[Python-Dev] Python 3.0.1 (io-in-c)

Wed Jan 28 12:19:50 CET 2009

2009/1/28 Antoine Pitrou <solipsis at pitrou.net>:
> When writing large chunks of text (4096, 1e6), bookkeeping costs become
> marginal and encoding costs dominate. 2.x has no encoding costs, which
> explains why it's so much faster.

Interesting. However, it's still "slower" in terms of perception. In
2.x, I regularly do the equivalent of

    f = open("filename", "r")
    ... read strings from f ...

Yes, I know this is byte I/O in reality, but for everything I do
(Latin-1 on input and output, and for most practical purposes
ASCII-only) it simply isn't relevant to me.

If Python 3.x makes this substantially slower (working in a naive mode
where I ignore encoding issues), claiming it's "encoding costs"
doesn't make any difference - in a practical sense, I don't get any
benefits and yet I pay the cost. (You can say my approach is wrong,
but so what? I'll just say that 2.x is faster for me, and not migrate.
Ultimately, this is about "marketing" 3.x...)

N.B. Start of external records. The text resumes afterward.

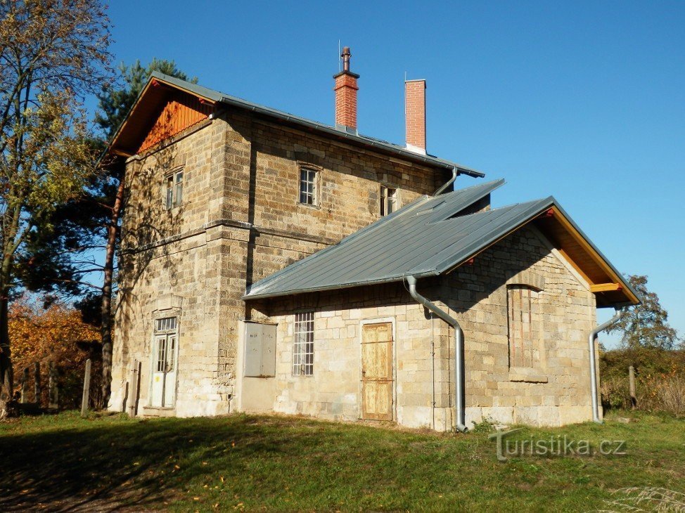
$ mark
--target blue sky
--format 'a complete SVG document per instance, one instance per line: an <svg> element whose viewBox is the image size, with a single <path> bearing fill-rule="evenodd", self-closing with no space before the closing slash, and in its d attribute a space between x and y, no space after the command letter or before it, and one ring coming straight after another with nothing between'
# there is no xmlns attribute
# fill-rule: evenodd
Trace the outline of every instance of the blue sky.
<svg viewBox="0 0 685 513"><path fill-rule="evenodd" d="M685 334L685 2L117 0L118 61L333 122L338 41L360 132L403 143L404 74L427 80L429 152L554 195ZM459 186L475 182L460 178ZM606 312L601 318L607 318Z"/></svg>

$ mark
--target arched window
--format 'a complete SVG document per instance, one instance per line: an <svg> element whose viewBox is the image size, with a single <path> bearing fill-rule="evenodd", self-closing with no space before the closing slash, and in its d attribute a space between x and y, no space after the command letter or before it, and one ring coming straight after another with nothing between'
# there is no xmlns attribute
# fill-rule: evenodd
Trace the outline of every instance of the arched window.
<svg viewBox="0 0 685 513"><path fill-rule="evenodd" d="M507 287L510 368L541 366L542 323L538 294L527 285Z"/></svg>

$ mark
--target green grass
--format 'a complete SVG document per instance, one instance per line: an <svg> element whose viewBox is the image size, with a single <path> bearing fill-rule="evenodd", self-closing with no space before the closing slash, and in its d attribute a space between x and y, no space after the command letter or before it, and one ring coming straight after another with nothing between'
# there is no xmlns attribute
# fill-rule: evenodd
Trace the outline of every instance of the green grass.
<svg viewBox="0 0 685 513"><path fill-rule="evenodd" d="M0 423L0 510L596 510L628 486L685 491L685 421L623 413L519 439L627 441L625 456L498 462L487 431L437 434L286 417Z"/></svg>

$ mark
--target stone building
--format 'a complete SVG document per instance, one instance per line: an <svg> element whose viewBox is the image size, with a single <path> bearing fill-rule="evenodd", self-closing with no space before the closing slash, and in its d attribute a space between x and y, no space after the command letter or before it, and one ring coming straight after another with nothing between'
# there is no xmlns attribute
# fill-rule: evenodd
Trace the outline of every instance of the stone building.
<svg viewBox="0 0 685 513"><path fill-rule="evenodd" d="M109 146L127 190L110 408L591 418L596 308L634 291L553 198L491 208L503 181L428 154L423 81L406 146L360 135L342 57L334 126L150 79Z"/></svg>

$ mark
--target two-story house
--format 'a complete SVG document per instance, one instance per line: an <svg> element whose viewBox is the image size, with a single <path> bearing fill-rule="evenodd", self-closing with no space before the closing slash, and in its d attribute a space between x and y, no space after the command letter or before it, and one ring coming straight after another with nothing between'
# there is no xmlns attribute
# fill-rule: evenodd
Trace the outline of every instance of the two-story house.
<svg viewBox="0 0 685 513"><path fill-rule="evenodd" d="M109 147L127 190L110 408L440 430L601 415L595 309L636 294L553 198L492 209L503 181L426 152L424 81L405 146L359 134L342 58L335 126L150 79Z"/></svg>

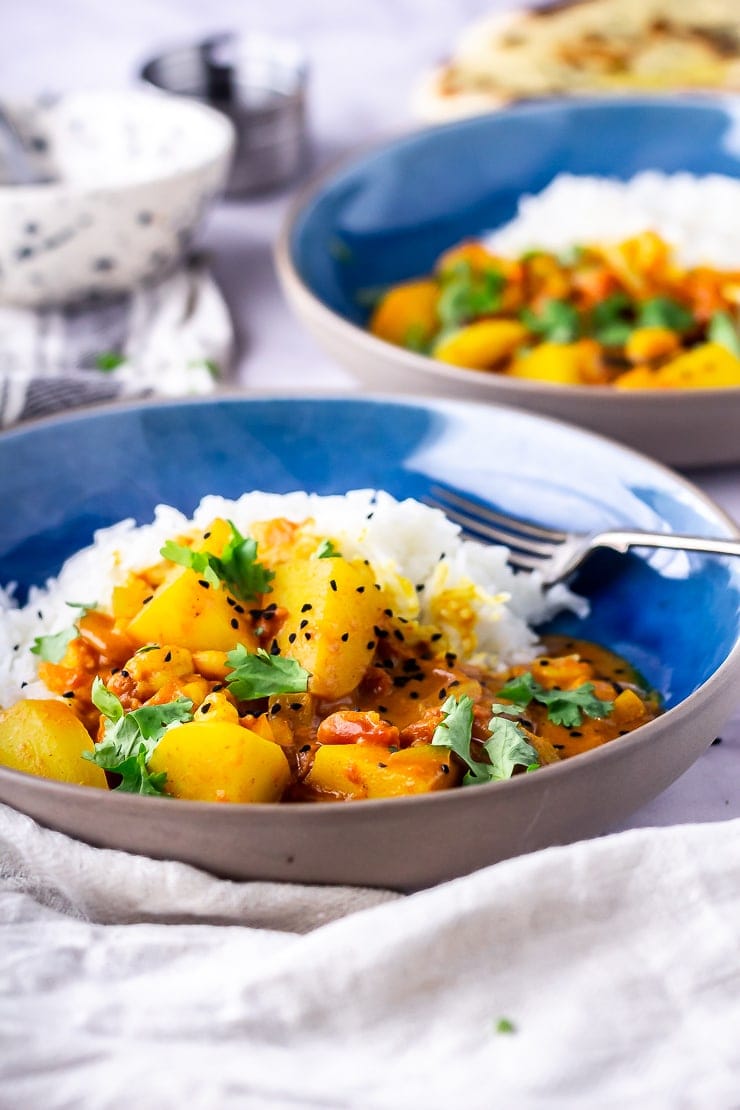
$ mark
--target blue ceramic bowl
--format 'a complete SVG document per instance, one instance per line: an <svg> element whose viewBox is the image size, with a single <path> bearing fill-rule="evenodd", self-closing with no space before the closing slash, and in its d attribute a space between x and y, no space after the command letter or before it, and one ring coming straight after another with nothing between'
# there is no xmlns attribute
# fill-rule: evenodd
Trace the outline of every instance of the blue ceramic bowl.
<svg viewBox="0 0 740 1110"><path fill-rule="evenodd" d="M429 273L446 248L511 219L524 193L564 172L626 180L643 170L740 176L740 100L546 101L397 138L304 192L277 244L278 272L318 342L373 390L516 405L672 464L738 462L740 389L658 394L519 381L365 331L368 293Z"/></svg>
<svg viewBox="0 0 740 1110"><path fill-rule="evenodd" d="M491 450L495 445L495 450ZM688 482L615 443L497 406L383 397L222 398L114 406L0 435L0 583L21 597L97 528L207 493L322 494L435 484L560 528L732 536ZM604 748L508 783L345 806L217 806L104 794L0 769L0 800L93 844L237 878L412 889L601 833L676 779L717 735L740 676L740 562L595 557L590 602L558 628L629 657L668 712ZM475 827L477 836L460 837Z"/></svg>

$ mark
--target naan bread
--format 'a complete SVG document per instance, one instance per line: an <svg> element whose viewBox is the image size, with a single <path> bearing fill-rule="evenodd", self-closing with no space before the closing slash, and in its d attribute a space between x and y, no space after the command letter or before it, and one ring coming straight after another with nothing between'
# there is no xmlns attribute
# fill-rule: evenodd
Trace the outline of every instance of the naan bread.
<svg viewBox="0 0 740 1110"><path fill-rule="evenodd" d="M464 31L414 108L450 119L533 97L740 90L740 0L571 0Z"/></svg>

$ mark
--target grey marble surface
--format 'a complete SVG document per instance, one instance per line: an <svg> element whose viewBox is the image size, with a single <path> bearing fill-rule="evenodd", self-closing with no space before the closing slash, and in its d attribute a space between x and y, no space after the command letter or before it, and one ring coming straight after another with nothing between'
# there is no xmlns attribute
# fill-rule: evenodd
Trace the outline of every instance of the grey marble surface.
<svg viewBox="0 0 740 1110"><path fill-rule="evenodd" d="M417 75L445 56L465 22L494 7L496 0L0 0L1 90L13 97L120 87L166 46L231 29L287 36L303 44L311 65L315 172L357 144L413 125L408 104ZM204 229L203 245L239 331L237 381L259 391L354 390L280 292L273 243L293 194L224 202ZM689 477L740 522L740 467ZM740 692L738 706L722 743L630 826L740 816Z"/></svg>

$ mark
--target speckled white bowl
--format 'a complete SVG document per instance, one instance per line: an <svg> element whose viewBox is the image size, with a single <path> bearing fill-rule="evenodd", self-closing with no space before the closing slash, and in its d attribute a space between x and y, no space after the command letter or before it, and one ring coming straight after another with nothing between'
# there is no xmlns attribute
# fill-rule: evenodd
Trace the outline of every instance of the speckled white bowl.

It would be helpful to limit this cost as much as possible - maybe
that's simply ensuring that the default encoding for open is (in the
majority of cases) a highly-optimised one whose costs *don't* dominate
in the way you describe (although if you're using UTF-8, I'd guess
that would be the usual default on Linux, so it looks like there's
some work needed there). Hmm, I just checked and on Windows, it
appears that sys.getdefaultencoding() is UTF-8. That seems odd - I
would have thought the majority of Windows systems were NOT set to use
UTF-8 by default...

Paul.